Największe cięcia finansowe dotknęły Resursę. - A przecież już za trzy tygodnie są Kaziki. Wiele wydarzeń organizowanych przez tę placówkę było "podporządkowanych" 100-leciu odzyskania przez Polskę niepodległości. Chodzi zarówno o Uliczkę Tradycji, Anima Urbis, jak i wspomniane Kaziki - mówi dyrektor Wydział u Kultury Urzędu Miejskiego Sebastian Równy. Podkreśla, że program obchodów 100-lecia niepodległości przygotowywany był od września ubiegłego roku i w wielu punktach akcentuje fakt, że Radom ogłosił się wolnym miastem, tworząc tzw. Republikę Radomską, jeszcze przed 11 listopada 1918 roku. - Nie wyobrażam sobie, byśmy nie mogli tego wszystkiego zrealizować - podkreśla dyrektor Równy. Na razie brakuje na ten cel 200 tys. zł.

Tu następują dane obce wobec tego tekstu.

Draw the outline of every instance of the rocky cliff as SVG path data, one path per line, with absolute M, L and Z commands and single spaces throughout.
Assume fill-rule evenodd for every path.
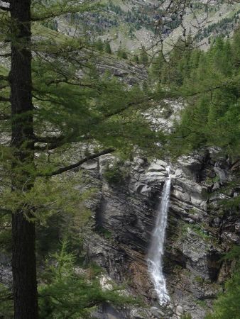
M 229 159 L 212 147 L 171 164 L 164 257 L 171 302 L 165 307 L 158 303 L 146 254 L 168 163 L 136 157 L 114 166 L 116 160 L 106 155 L 82 168 L 97 189 L 89 203 L 94 218 L 85 247 L 89 259 L 104 267 L 109 280 L 124 283 L 129 293 L 141 296 L 146 305 L 120 310 L 105 305 L 97 315 L 175 319 L 190 313 L 192 318 L 204 318 L 231 272 L 222 257 L 233 243 L 239 243 L 240 220 L 220 205 L 239 191 L 222 191 L 233 174 Z

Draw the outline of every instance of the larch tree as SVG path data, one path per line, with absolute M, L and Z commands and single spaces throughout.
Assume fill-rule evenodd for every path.
M 4 0 L 0 5 L 1 55 L 6 58 L 0 77 L 0 209 L 12 218 L 16 319 L 38 318 L 37 181 L 115 150 L 146 150 L 146 144 L 148 152 L 158 148 L 161 133 L 151 130 L 141 111 L 149 97 L 109 74 L 99 76 L 96 65 L 103 57 L 80 33 L 70 38 L 43 25 L 96 9 L 94 2 Z M 73 162 L 67 154 L 75 142 L 81 154 Z

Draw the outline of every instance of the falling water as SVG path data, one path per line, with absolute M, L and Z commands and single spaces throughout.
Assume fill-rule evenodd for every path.
M 166 170 L 168 172 L 168 179 L 163 186 L 162 200 L 158 208 L 158 218 L 152 234 L 151 243 L 148 255 L 148 271 L 153 281 L 160 304 L 167 303 L 170 301 L 165 280 L 163 274 L 164 241 L 171 188 L 171 180 L 169 176 L 170 167 L 168 167 Z

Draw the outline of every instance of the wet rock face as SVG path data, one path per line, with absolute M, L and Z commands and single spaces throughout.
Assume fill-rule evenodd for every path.
M 168 163 L 136 158 L 126 164 L 128 174 L 119 184 L 104 178 L 113 160 L 112 156 L 105 156 L 90 169 L 86 167 L 93 181 L 97 179 L 94 186 L 98 185 L 100 194 L 92 207 L 93 227 L 98 233 L 89 233 L 87 238 L 89 257 L 111 278 L 127 282 L 131 293 L 141 295 L 159 310 L 146 254 Z M 172 166 L 171 175 L 164 259 L 171 304 L 159 318 L 173 319 L 189 313 L 202 319 L 228 274 L 229 267 L 222 264 L 221 257 L 232 242 L 239 242 L 239 220 L 219 211 L 223 196 L 211 193 L 216 179 L 221 187 L 230 178 L 229 164 L 220 160 L 216 150 L 208 150 L 202 155 L 180 159 Z M 154 313 L 143 318 L 158 318 Z M 129 314 L 128 318 L 137 315 Z

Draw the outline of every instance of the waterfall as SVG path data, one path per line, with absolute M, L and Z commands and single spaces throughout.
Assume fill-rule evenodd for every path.
M 163 274 L 164 241 L 171 188 L 170 167 L 168 167 L 166 170 L 168 172 L 168 179 L 165 182 L 163 189 L 162 200 L 158 208 L 158 217 L 152 234 L 147 259 L 148 271 L 154 284 L 155 290 L 158 294 L 160 304 L 167 303 L 170 301 L 165 280 Z

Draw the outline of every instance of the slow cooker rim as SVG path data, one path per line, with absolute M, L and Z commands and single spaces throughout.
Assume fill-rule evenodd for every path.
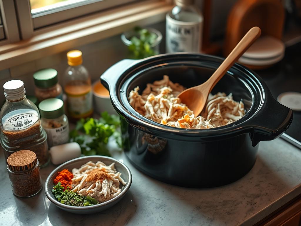
M 243 73 L 247 74 L 249 77 L 253 79 L 253 81 L 251 81 L 250 80 L 248 81 L 250 82 L 252 81 L 253 84 L 256 85 L 257 88 L 256 89 L 261 94 L 261 96 L 260 99 L 260 104 L 258 107 L 256 108 L 256 109 L 254 109 L 253 105 L 255 96 L 253 92 L 250 91 L 250 93 L 252 95 L 252 103 L 249 111 L 241 118 L 232 123 L 225 126 L 203 130 L 185 129 L 166 126 L 153 121 L 141 115 L 130 106 L 128 101 L 127 103 L 132 108 L 133 112 L 129 111 L 125 107 L 126 106 L 125 106 L 123 102 L 121 100 L 119 100 L 117 96 L 118 88 L 120 86 L 117 85 L 120 83 L 124 83 L 125 81 L 123 80 L 129 74 L 132 74 L 132 72 L 137 70 L 141 65 L 146 64 L 148 63 L 153 62 L 156 60 L 162 57 L 172 56 L 174 58 L 176 58 L 183 56 L 195 57 L 197 56 L 209 58 L 211 59 L 217 60 L 221 61 L 224 59 L 222 57 L 201 54 L 191 54 L 187 53 L 178 53 L 176 54 L 167 54 L 157 55 L 137 61 L 135 62 L 135 63 L 130 65 L 121 73 L 120 76 L 113 86 L 114 87 L 110 87 L 110 89 L 111 88 L 112 89 L 115 89 L 114 90 L 115 92 L 110 92 L 110 96 L 111 96 L 111 100 L 115 109 L 119 114 L 123 116 L 123 118 L 124 119 L 126 119 L 126 121 L 127 121 L 128 123 L 133 125 L 135 125 L 140 128 L 143 128 L 145 129 L 145 128 L 147 128 L 149 131 L 153 130 L 154 131 L 163 131 L 163 132 L 165 131 L 165 132 L 172 133 L 175 134 L 178 134 L 182 136 L 186 135 L 190 136 L 196 135 L 199 136 L 203 135 L 206 137 L 208 137 L 208 136 L 211 136 L 210 135 L 212 135 L 215 137 L 217 135 L 217 133 L 225 135 L 229 133 L 233 134 L 234 133 L 236 132 L 239 132 L 240 133 L 242 133 L 242 131 L 245 130 L 244 129 L 250 128 L 251 127 L 250 126 L 248 127 L 246 125 L 244 124 L 247 124 L 250 125 L 250 124 L 246 123 L 246 122 L 252 118 L 260 110 L 265 99 L 265 96 L 266 94 L 265 93 L 266 89 L 266 87 L 265 89 L 264 88 L 263 85 L 265 85 L 265 84 L 264 83 L 263 83 L 261 78 L 255 72 L 239 64 L 235 63 L 231 68 L 229 70 L 229 71 L 231 69 L 233 70 L 233 69 L 241 71 Z M 127 78 L 127 80 L 129 79 L 129 78 Z M 118 91 L 120 90 L 118 90 Z M 112 93 L 113 95 L 112 95 Z M 252 115 L 251 115 L 251 114 L 252 113 L 252 111 L 254 110 L 255 111 L 253 112 Z M 249 113 L 250 114 L 248 114 Z M 127 120 L 127 119 L 129 119 L 129 120 Z M 133 122 L 134 122 L 135 123 L 133 124 Z M 237 130 L 237 129 L 239 129 Z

Bez pieniędzy w 100-lecie niepodległości
W programie obchodów 100-lecia odzyskania niepodległości znalazły się także m.in. Wiosna Literacka pod znakiem Wolności, w tym Niepodległościowa Budka Telefoniczna, rajd dla rowerzystów po Radomiu i okolicy szlakiem miejsc związanych z walką o niepodległość, wyścig autentycznych łuczników „100 okrążeń na 100-lecie”, "Malowane Polski Zmartwychwstanie według Jacka Malczewskiego" – widowisko w skansenie, sadzenie 100 dębów lub dębu na 100 Niepodległej i bicie rekordu w liczbie osób śpiewających „Sto lat” dla Niepodległej, a także Tydzień Republiki Radomskiej, a podczas niego "Wolne Miasto Wolnych Obywateli - Republika Radomska" – widowisko historyczne na ulicach miasta.
Czy radni chcą?
Poszkodowany jest również MOK "Amfiteatr", któremu opozycja zabrała 250 tys. zł. - To pieniądze przeznaczone przede wszystkim na Dni Radomia i wakacje, czyli Fosę Pełną Kultury - wyjaśnia szef wydziału kultury magistratu.
Jak w tej sytuacji poradzą sobie placówki kultury? - Mamy nadzieję, że radni zdecydują jednak o przeznaczeniu tych środków. Będziemy o nie wnioskować, choćby na najbliższej sesji rady miejskiej - zapowiada Sebastian Równy. I dodaje: - Chyba, że radni nie chcą, by organizować te wszystkie wydarzenia.